Franck Wiebe is a visiting fellow at CGD. He is currently professor and faculty director of the new Master of International Development Policy program at the Georgetown Public Policy Institute (GPPI).
President Obama isn't the only government official who promised to deliver change. Two years ago, USAID Administrator Rajiv Shah launched USAID Forward, a blueprint for reforming the way America’s largest foreign aid agency does business. Among the changes: Implementation and Procurement Reform (IPR) to triple USAID funding directly to and through developing country governments, businesses and NGOs by 2015. This could be a good thing – less expensive contracts in some cases may deliver good or even better results – but as USAID puts the new policies into practice, the agency’s leadership should keep an eye on program quality, competition and capacity.

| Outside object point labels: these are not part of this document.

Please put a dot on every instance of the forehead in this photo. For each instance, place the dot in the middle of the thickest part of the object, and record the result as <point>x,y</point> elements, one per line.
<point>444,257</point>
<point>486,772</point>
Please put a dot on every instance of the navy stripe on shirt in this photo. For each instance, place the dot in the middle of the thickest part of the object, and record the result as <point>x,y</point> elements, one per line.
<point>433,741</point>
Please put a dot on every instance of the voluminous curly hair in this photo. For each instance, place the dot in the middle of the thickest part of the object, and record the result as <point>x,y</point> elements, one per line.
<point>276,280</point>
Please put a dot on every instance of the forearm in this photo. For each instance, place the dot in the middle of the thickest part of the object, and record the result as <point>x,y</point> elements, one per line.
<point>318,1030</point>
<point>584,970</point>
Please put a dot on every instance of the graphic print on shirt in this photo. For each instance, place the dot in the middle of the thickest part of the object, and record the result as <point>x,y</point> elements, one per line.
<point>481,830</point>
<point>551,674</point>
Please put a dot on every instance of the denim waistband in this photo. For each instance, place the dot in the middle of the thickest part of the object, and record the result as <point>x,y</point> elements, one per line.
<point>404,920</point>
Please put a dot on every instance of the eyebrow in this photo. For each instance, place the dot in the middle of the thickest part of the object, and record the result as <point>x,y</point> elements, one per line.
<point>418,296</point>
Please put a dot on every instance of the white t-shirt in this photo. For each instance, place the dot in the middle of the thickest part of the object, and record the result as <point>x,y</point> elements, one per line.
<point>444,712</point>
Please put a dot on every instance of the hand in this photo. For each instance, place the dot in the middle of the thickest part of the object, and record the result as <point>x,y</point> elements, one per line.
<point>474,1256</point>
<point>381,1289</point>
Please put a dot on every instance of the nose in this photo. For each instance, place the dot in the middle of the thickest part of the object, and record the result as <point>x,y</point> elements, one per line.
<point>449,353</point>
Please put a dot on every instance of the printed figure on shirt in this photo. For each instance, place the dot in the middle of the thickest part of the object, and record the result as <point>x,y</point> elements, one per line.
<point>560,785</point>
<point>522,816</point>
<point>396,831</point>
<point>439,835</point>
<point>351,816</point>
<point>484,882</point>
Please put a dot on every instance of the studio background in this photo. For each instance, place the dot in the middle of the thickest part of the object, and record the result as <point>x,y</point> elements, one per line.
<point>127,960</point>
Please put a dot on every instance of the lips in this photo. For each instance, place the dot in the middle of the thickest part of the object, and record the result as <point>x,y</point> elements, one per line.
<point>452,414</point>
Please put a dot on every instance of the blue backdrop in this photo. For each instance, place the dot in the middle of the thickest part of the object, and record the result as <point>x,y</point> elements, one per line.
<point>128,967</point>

I see three elements that could undermine IPR’s goals of better programs at lower costs:
- First, IPR could be putting too much emphasis on the nationality of the contractor and not enough on the quality of the program. IPR needs to be driven by explicit program performance metrics, not just the implementer’s cost structure or address. In some cases, more expensive partners may deliver more value in terms of program impact.
- Second, USAID’s goal of channeling 30 percent of funds through local organizations may compel USAID field staff to change deeply-ingrained practices, but the target appears arbitrary and inconsistent with the move towards more flexible and competitive arrangements (and more flexibility and competitive arrangements would be a good thing). Private American firms may not be happy to see more contracts go to non-US implementing partners, but they will have little basis for objecting if the contracting decisions are based explicitly on cost and value, rather than an arbitrary target.
- Third, in many country contexts, local institutions may not have the capacity to assume significantly greater management and administration responsibilities. To address this gap, USAID is devoting significant resources to local capacity building programs. Unfortunately, such activities take away funds for programs that would deliver benefits to actual target populations (building capacity in institutions should always be seen as a means to some specific end, not an end in itself) and are notoriously problematic in delivering measurable, material results. IPR should enable USAID to enhance program effectiveness where local capacity exists - and this will happen if the reforms emphasize flexibility and competitiveness - but IPR should not lead USAID to use inefficient local channels or invest in local capacity building unless such investments are seen as a program cost and are scrutinized for cost-effectiveness.
USAID Forward should continue to move forward. The agency has achieved some notable early successes, and the IPR objectives remain reasonable. But two years in, USAID’s management team has an opportunity to take stock of progress and look for opportunities to revise the blueprint to make sure they’re getting better (and perhaps cheaper) development results, both of which will be under scrutiny in the budget battles ahead.